Depuis plus de dix ans, elle tient préoccupé le jour durant, la nuit
aussi parfois, cet homme de trente-sept ans qui a tout essayé pour s’en
défaire. Localisée à l’oeil droit, "elle gratte de l’intérieur",
provoque une tension vive, jette un voile entre le monde et lui. Il
regarde mais ne voit qu’au travers d’un brouillard qui estompe les
contours des choses et des gens. Le flou qui les nimbe l’empêche d’en
percevoir la particularité, d’en saisir le mode de présence. Les six
premiers mois d’entretiens la disent fixe, puis une certaine labilité la
déplace à l’oeil gauche ou au nez. Elle y provoque une difficulté à
respirer, une sensation d’étouffement. Fixe ou mobile, elle génère une
intense souffrance, ne correspond à aucune maladie repérable. Les
nombreux médecins consultés, généralistes ou spécialistes, la
considèrent d’économie psychique.

Elle apparaît à l’issue d’une nuit d’épouvante qui sépare sa vie en deux
: avant et après.
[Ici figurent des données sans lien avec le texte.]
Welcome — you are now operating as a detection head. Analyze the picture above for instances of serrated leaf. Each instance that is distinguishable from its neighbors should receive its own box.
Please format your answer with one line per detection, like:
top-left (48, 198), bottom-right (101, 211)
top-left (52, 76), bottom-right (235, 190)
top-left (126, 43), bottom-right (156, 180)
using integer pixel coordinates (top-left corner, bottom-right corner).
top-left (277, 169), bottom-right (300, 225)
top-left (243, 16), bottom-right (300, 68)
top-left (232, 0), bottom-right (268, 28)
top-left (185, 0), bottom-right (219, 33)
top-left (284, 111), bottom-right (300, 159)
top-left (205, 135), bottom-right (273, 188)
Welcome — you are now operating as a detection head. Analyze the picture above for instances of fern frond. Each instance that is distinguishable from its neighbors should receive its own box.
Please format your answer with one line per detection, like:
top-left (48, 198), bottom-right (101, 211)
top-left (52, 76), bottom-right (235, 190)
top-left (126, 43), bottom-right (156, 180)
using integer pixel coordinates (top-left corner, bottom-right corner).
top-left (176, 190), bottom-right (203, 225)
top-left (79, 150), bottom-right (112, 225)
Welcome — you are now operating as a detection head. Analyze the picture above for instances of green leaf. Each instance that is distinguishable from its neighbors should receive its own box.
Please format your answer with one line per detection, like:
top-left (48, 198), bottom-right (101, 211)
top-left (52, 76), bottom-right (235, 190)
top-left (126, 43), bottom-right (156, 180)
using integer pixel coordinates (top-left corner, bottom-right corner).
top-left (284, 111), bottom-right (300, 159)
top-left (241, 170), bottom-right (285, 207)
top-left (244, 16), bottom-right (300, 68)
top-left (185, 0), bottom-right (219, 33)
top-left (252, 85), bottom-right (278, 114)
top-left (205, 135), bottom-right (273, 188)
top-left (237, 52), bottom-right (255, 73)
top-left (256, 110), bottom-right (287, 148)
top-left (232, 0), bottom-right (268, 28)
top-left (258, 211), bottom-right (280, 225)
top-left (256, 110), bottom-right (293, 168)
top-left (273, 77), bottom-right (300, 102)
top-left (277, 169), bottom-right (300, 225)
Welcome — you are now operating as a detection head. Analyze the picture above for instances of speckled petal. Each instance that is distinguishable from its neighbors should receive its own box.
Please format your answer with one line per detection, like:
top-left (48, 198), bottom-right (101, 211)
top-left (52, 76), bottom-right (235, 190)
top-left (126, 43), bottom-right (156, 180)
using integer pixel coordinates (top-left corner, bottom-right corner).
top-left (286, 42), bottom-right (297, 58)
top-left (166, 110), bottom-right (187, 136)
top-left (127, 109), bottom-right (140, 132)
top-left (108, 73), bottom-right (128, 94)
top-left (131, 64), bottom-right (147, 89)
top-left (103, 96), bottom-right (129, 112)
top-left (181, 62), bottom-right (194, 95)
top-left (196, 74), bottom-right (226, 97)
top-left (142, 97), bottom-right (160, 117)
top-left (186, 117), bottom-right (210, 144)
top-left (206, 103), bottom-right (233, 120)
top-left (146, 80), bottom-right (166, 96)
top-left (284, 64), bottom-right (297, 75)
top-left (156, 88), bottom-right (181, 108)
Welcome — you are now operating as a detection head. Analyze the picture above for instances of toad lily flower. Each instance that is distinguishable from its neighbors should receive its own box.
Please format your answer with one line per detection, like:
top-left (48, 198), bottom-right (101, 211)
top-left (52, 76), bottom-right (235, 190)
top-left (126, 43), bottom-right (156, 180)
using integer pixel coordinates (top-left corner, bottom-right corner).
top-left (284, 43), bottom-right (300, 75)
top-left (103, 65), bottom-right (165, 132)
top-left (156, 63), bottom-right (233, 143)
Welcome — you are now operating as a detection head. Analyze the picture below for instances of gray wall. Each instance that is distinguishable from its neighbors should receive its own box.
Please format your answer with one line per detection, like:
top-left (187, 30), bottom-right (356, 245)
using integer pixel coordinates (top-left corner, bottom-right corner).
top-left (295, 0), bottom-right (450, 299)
Avant une possibilité de se saisir comme personnalité
unifiée, après une crainte indicible de morcellement. Alors qu’en
compagnie de l’un de ses frères plus âgés il assiste au cinéma à la
projection de "Birdy" - l’homme qui se prenait pour un oiseau -, il sent
son "être partir en lambeaux". Submergé par une angoisse incoercible, il
erre dans la ville à la recherche d’une pharmacie, d’une intervention
secourable. Il ne parvient qu’avec difficultés à obtenir de la police
son transfert à l’hôpital. Une injection salvatrice tarde quelques
minutes, quelques secondes, à produire son effet de sédation. La "gêne"
s’origine ici, entre la piqûre et son effet. Depuis la survenue de ce
phénomène élémentaire, elle est installée.

Des séjours en clinique, des électrochocs, de nombreux médicaments, six
années de cure analytique, puis trois autres avec un analyste différent,
des séances de relaxation ou de thérapie de groupe n’y changent rien.
Elle est là, l’occupe littéralement, oriente son existence, lui dicte
ses choix, y compris professionnels. Informaticien de formation, il
change de métier afin d’être au plus près de l’humain, de "la"
comprendre. Il travaille dans le secteur social, vit successivement avec
deux femmes différentes. Attentives, "maternelles", peu exigeantes,
elles acceptent sa mobilisation permanente, mais finissent toutes deux
par lui réclamer un enfant. Son refus - "Avec cette "gêne", je ne peux
pas avoir d’enfant" - entraîne la rupture. Il ne s’en trouve pas très
affecté.

Un psychiatre explore avec lui les méandres de la pharmacopée. Un même
scénario se reproduit à l’identique. Un médicament apaise quelque peu
la douleur. Le répit s’avère de courte durée dès lors que le vide
apparaît. "Je me sens dépersonnalisé, complètement vide, comme si
j’étais débranché. Cette gêne, c’est ce qui est le plus moi, il faudrait
que je puisse en inverser le sens, qu’elle passe autrement." Dans le
reflux de la "gêne" la menace de l’insupportable pointe: "Je n’ai pas
de personnalité unifiée, je n’arrive pas à me rassembler." Il interrompt
donc le traitement, et retrouve la douleur de la "gêne".

Torture et solution, elle le tient, le retient au bord du gouffre.